In the software world, the first known use of this metaphor is by David Liddle’s team during the Xerox Star development. When those people left Xerox to work in other places the term was expanded to industry: Bill Verplank popularize it within the interaction design community.
Extract of an interview with David Liddle:

ASD: Given the novelty of the ideas, the development must have called for going beyond the standard process. How did you envision your task?

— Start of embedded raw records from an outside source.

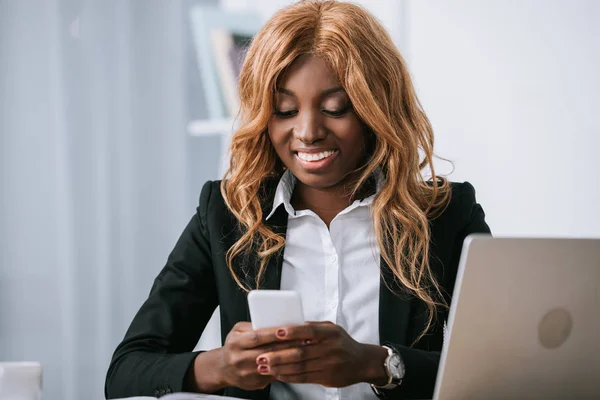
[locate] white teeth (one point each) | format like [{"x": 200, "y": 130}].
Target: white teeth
[{"x": 315, "y": 156}]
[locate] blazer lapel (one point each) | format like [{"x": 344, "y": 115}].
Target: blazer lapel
[{"x": 394, "y": 309}]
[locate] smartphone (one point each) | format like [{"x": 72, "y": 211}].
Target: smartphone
[{"x": 275, "y": 308}]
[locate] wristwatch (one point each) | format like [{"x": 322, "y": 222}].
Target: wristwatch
[{"x": 394, "y": 367}]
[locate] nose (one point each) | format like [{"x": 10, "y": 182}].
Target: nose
[{"x": 309, "y": 127}]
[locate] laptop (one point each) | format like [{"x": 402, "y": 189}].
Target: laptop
[{"x": 524, "y": 321}]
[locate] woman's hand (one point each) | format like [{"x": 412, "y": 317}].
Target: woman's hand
[
  {"x": 328, "y": 356},
  {"x": 238, "y": 355},
  {"x": 234, "y": 364}
]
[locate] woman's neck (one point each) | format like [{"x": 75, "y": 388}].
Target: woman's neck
[{"x": 327, "y": 202}]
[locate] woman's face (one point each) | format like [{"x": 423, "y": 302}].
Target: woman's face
[{"x": 314, "y": 129}]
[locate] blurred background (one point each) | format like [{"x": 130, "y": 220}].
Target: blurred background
[{"x": 113, "y": 113}]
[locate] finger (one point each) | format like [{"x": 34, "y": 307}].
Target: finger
[
  {"x": 242, "y": 327},
  {"x": 309, "y": 377},
  {"x": 298, "y": 368},
  {"x": 310, "y": 331},
  {"x": 280, "y": 345},
  {"x": 253, "y": 339},
  {"x": 292, "y": 355}
]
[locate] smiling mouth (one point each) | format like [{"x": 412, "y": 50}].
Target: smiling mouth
[{"x": 312, "y": 157}]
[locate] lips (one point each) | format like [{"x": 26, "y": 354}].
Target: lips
[
  {"x": 315, "y": 161},
  {"x": 311, "y": 157}
]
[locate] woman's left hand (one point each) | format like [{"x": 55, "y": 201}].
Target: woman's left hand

DEL: We tackled it in a very different way from most software development groups. Before we designed the Star, I commissioned a study that produced a document on the methodology for the design of user interface. We borrowed additional people from PARC to help us work on it. It laid out an approach—a thorough approach—to doing software design. That document and that methodology were the basis for the whole Star design process. It began with task analysis, looking at a fairly wide range of users. Next came the job of developing scenarios for uses of the imagined product based on the task. Then, it proposed a model for a graphical user interface, carefully distinguishing three aspects: the display of information, the control or command mechanisms, and the user’s conceptual model.
The first component—information display—deals literally with what appears on the screen. It encompasses all those relatively minor aspects, like what window borders and buttons should look like, what fonts are used and where, what icon shapes are used, and so on. This component is important, but is not the crucial concern from the standpoint of usability. Information display is the least important of the three separate components.

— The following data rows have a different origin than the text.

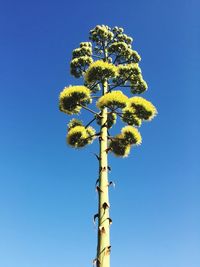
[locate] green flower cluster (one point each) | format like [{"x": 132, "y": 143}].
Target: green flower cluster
[
  {"x": 121, "y": 144},
  {"x": 129, "y": 117},
  {"x": 137, "y": 110},
  {"x": 71, "y": 99},
  {"x": 112, "y": 100},
  {"x": 123, "y": 52},
  {"x": 131, "y": 74},
  {"x": 101, "y": 33},
  {"x": 111, "y": 120},
  {"x": 142, "y": 108},
  {"x": 84, "y": 50},
  {"x": 78, "y": 136},
  {"x": 81, "y": 59},
  {"x": 99, "y": 71},
  {"x": 120, "y": 36},
  {"x": 73, "y": 123}
]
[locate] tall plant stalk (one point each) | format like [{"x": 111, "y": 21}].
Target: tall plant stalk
[{"x": 117, "y": 66}]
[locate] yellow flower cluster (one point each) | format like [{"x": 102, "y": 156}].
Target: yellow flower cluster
[
  {"x": 121, "y": 144},
  {"x": 79, "y": 136},
  {"x": 112, "y": 100},
  {"x": 118, "y": 148},
  {"x": 128, "y": 116},
  {"x": 100, "y": 70},
  {"x": 129, "y": 70},
  {"x": 72, "y": 97},
  {"x": 131, "y": 135},
  {"x": 111, "y": 120},
  {"x": 78, "y": 65},
  {"x": 143, "y": 109}
]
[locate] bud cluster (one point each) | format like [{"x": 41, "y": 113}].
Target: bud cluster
[
  {"x": 71, "y": 99},
  {"x": 81, "y": 59},
  {"x": 121, "y": 144},
  {"x": 78, "y": 136}
]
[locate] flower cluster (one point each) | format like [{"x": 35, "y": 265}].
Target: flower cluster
[
  {"x": 71, "y": 99},
  {"x": 129, "y": 117},
  {"x": 120, "y": 36},
  {"x": 111, "y": 120},
  {"x": 131, "y": 74},
  {"x": 123, "y": 52},
  {"x": 142, "y": 108},
  {"x": 101, "y": 33},
  {"x": 100, "y": 70},
  {"x": 78, "y": 136},
  {"x": 73, "y": 123},
  {"x": 121, "y": 144},
  {"x": 112, "y": 100},
  {"x": 81, "y": 59}
]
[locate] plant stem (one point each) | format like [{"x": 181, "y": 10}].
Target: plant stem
[{"x": 103, "y": 248}]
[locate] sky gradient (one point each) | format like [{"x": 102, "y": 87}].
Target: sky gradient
[{"x": 47, "y": 196}]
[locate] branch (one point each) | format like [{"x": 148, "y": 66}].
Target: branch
[
  {"x": 119, "y": 84},
  {"x": 92, "y": 111},
  {"x": 97, "y": 56},
  {"x": 90, "y": 122}
]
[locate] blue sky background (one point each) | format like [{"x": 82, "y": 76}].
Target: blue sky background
[{"x": 47, "y": 196}]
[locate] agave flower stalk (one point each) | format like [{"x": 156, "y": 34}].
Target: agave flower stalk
[{"x": 106, "y": 64}]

The second component is the control mechanism—the machinery used to invoke commands. It is extremely important that command invocation be designed consistently across different applications. In terms of usability, this component is much more important than information display.

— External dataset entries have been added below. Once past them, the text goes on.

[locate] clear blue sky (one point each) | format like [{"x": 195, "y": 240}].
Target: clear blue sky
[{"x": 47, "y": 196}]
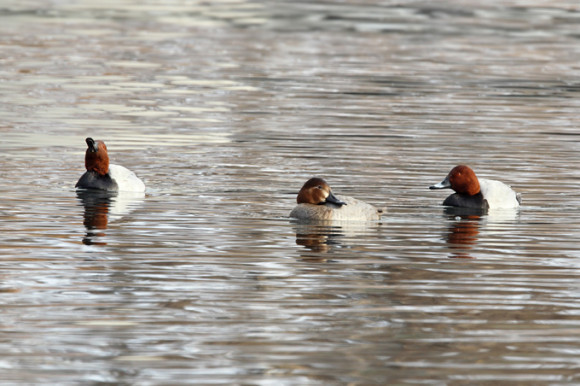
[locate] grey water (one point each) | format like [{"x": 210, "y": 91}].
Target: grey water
[{"x": 225, "y": 109}]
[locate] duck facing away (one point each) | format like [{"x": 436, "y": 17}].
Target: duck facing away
[
  {"x": 104, "y": 176},
  {"x": 473, "y": 192},
  {"x": 317, "y": 203}
]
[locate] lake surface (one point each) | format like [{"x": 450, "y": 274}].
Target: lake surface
[{"x": 225, "y": 109}]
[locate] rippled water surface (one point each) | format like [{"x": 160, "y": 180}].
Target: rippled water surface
[{"x": 224, "y": 109}]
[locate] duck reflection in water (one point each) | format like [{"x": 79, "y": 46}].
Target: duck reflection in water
[
  {"x": 323, "y": 239},
  {"x": 463, "y": 233},
  {"x": 318, "y": 238},
  {"x": 103, "y": 207}
]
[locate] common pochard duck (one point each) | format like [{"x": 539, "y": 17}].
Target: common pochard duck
[
  {"x": 104, "y": 176},
  {"x": 481, "y": 193},
  {"x": 317, "y": 203}
]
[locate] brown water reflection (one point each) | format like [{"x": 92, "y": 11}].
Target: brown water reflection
[{"x": 223, "y": 108}]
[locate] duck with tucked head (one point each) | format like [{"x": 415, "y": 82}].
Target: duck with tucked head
[
  {"x": 480, "y": 193},
  {"x": 104, "y": 176},
  {"x": 317, "y": 203}
]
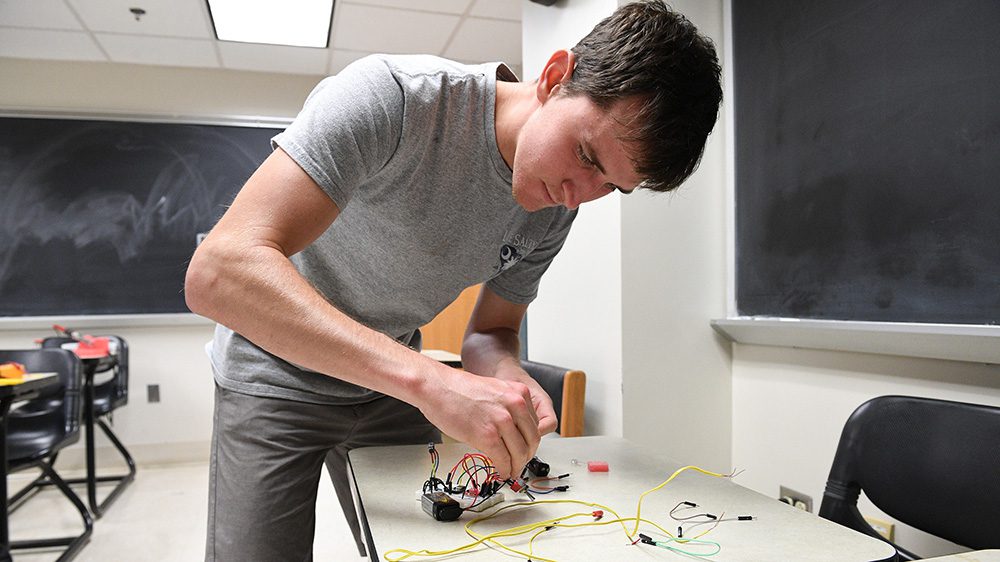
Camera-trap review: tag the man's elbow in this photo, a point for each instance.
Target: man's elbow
(201, 282)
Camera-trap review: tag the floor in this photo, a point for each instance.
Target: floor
(160, 517)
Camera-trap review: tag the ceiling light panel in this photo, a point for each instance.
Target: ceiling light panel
(297, 23)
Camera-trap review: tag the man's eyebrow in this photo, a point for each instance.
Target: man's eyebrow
(589, 151)
(593, 156)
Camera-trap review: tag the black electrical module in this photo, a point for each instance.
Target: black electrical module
(441, 506)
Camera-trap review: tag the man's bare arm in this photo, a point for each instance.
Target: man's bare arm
(492, 348)
(241, 277)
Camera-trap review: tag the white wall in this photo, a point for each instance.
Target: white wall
(677, 370)
(790, 405)
(178, 428)
(577, 319)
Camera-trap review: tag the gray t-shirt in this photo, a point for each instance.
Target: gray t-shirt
(406, 148)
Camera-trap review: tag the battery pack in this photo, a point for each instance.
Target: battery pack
(441, 506)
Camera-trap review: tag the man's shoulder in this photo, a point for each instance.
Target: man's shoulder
(423, 66)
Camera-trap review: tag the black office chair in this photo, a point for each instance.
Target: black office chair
(567, 388)
(932, 464)
(110, 394)
(40, 428)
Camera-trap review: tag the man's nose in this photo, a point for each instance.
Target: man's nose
(580, 190)
(573, 194)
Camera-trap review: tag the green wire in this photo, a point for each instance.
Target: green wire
(663, 544)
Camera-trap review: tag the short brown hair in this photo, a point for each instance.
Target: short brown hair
(647, 52)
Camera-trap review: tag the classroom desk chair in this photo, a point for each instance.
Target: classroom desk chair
(37, 431)
(567, 389)
(932, 464)
(107, 396)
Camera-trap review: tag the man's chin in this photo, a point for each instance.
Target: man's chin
(530, 206)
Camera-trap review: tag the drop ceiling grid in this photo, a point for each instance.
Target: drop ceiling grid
(178, 33)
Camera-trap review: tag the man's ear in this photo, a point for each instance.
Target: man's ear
(559, 69)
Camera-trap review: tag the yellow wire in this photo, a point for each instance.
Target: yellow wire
(638, 509)
(542, 526)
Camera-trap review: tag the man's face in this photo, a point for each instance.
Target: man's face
(568, 153)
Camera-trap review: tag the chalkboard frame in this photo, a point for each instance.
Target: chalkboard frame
(9, 323)
(955, 342)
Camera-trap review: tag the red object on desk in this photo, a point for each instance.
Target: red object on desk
(92, 348)
(597, 466)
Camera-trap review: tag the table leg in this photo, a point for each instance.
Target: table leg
(4, 531)
(88, 418)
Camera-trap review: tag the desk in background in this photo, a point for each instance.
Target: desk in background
(386, 479)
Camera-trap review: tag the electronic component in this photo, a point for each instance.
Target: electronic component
(537, 468)
(597, 466)
(441, 506)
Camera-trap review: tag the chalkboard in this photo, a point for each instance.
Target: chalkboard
(100, 217)
(868, 160)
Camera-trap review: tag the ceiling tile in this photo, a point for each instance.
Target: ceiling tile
(41, 14)
(170, 51)
(340, 59)
(49, 44)
(176, 18)
(504, 41)
(446, 6)
(273, 58)
(364, 28)
(502, 9)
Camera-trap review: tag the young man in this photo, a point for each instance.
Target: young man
(404, 180)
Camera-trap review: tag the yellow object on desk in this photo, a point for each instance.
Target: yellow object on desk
(27, 377)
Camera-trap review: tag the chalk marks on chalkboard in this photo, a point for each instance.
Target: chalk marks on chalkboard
(111, 209)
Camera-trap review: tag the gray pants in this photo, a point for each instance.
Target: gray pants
(267, 455)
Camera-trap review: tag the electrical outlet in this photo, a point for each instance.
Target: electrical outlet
(884, 528)
(795, 499)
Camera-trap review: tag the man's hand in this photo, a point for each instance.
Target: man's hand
(493, 415)
(540, 400)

The most important component to design properly is the third, the user’s conceptual model. Everything else should be subordinated to making that model clear, obvious, and substantial. That is almost exactly the opposite of how most software is designed.
ASD: Just what do you mean by a user’s conceptual model?
DEL: This model represents what the user is likely to think, and how the user is likely to respond. For example, one of the events that changed civilization in the past decade was Dan Bricklin’s choice of the spreadsheet metaphor and its underlying conceptual model (see Profile 11). Neither the information display (limited by the machines that were available, and by how much space his program, VisiCalc, required), nor the command invocation were great. However, that conceptual model was exceptionally durable. The desktop metaphor for managing objects—for filing and printing and mailing and the like—is another widely applicable metaphor.